For the IASSCS congress we were able to train 9 young students and activists to collect life stories. Two women investigated the lives of WLW in South Africa, Busi Kheswa and Nkunzi Nkabinde. Busi researched the butch-femme culture of Johannesburg, and Nkunzi collected stories of female healers or sangomas who had so called ancestral wives. The ensuing book, entitled Tommy Boys, Lesbian Men and Ancestral Wives is widely used by lesbian activists to help proclaim their African citizenship: we are African, lesbian and proud. As Annica Marincowitz wrote in the Sunday Times: “ Bob Mugabe won’t like it. Neither will Sam Nujoma nor Daniel Arap Moi. A new book,…says that homosexuality in Africa has long been in existence.”
Motivated by our oral history project Nkunzi went on to write her autobiography as a lesbian sangoma: Black Bull, Ancestors and Me. She trained as a guide for the Constitutional Hill Museum, which gives her a stable income, while continuing her practice as a sangoma.
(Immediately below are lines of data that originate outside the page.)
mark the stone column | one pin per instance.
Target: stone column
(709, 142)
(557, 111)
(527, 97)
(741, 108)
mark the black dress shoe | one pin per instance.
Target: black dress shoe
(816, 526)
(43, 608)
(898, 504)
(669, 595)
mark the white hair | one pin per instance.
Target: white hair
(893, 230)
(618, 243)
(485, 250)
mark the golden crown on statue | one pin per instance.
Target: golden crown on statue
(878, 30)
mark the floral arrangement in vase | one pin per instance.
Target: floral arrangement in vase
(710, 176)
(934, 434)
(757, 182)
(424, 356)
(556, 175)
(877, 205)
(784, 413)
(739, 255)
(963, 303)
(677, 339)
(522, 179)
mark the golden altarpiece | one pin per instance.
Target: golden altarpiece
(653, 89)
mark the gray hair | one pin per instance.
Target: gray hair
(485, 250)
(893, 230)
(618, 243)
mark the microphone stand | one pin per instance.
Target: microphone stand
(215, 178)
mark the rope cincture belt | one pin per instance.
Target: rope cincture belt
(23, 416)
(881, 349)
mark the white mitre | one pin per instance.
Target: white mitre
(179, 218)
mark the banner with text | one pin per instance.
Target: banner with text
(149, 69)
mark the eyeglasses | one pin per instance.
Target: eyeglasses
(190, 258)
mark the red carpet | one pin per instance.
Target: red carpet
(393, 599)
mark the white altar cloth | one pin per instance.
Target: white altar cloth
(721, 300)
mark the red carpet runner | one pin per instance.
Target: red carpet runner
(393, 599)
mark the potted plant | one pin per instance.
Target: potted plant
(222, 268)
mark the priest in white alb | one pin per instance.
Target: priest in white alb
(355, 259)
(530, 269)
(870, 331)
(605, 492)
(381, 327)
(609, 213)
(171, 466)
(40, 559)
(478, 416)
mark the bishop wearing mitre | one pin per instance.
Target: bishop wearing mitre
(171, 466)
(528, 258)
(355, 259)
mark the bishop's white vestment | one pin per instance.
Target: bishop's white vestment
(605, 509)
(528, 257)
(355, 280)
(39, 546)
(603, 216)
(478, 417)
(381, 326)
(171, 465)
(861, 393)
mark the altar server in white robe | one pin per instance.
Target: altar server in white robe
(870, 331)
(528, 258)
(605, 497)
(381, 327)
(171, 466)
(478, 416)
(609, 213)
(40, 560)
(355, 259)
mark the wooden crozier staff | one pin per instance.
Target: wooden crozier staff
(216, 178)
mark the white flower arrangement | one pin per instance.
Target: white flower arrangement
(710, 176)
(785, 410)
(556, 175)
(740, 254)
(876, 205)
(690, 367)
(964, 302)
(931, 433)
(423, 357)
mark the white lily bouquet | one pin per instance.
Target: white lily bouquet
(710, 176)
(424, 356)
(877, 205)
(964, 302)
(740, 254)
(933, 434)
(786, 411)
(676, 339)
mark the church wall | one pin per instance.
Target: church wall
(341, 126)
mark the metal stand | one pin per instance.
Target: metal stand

Busi went on to replace Ruth Morgan as the director of the Gay and Lesbian Archives and has now become the director of FEW, Forum for the Empowerment of Women.
Last week I spent in Pretoria, facilitating the final workshop of a project on collecting life stories of WLW globally. In a way this research built on that first project that Ruth and I coordinated when the workshop organizer decided to organize a fieldtrip to Johannesburg I hoped to see Busi and Nkunzi, with the help of Ruth. However due to a tragic accident it had been impossible to contact them.
When we walked up the central square of the Constitution Hill museum I had given up hope to meet Nkunzi. Yet there she was, grinning broadly, guiding a large group of visitors. We hugged for a long time and in between exchanged the latest news until we both had to go our various ways. Later, in the former women’s prison, we came upon the offices of Behind the Mask, a gay and lesbian group, and FEW. The building in which formerly so many women activists were jailed and (sexually) tortured now houses the action groups that fight for the rights of women and lesbians. Despair and humiliation have made place for hope and inspiration. I asked around for Busi but was told she went out.
We also left the site and went off in search of a restaurant. Seating ourselves along a large table in the popular Mike’s Kitchen one of our participants gestured to me to look behind me. Surprised I turned and greeted the coordinator of Behind the Mask, who had just informed us that Busi was out. Busi, who sat beside her, got up and rushed to our table. There we sat, two directors, holding hands, talking about life and the frustrations of finding enough funding to keep our organizations going. Mundane issues, perhaps, but all of us at the table realized that it is women like all of us, organizing globally, who will help to realize the potential of a progressive constitution and the human rights instruments that our governments have signed. But how many women have to die before women, in same-sex relations or not, can say women’s freedom and dignity are safeguarded?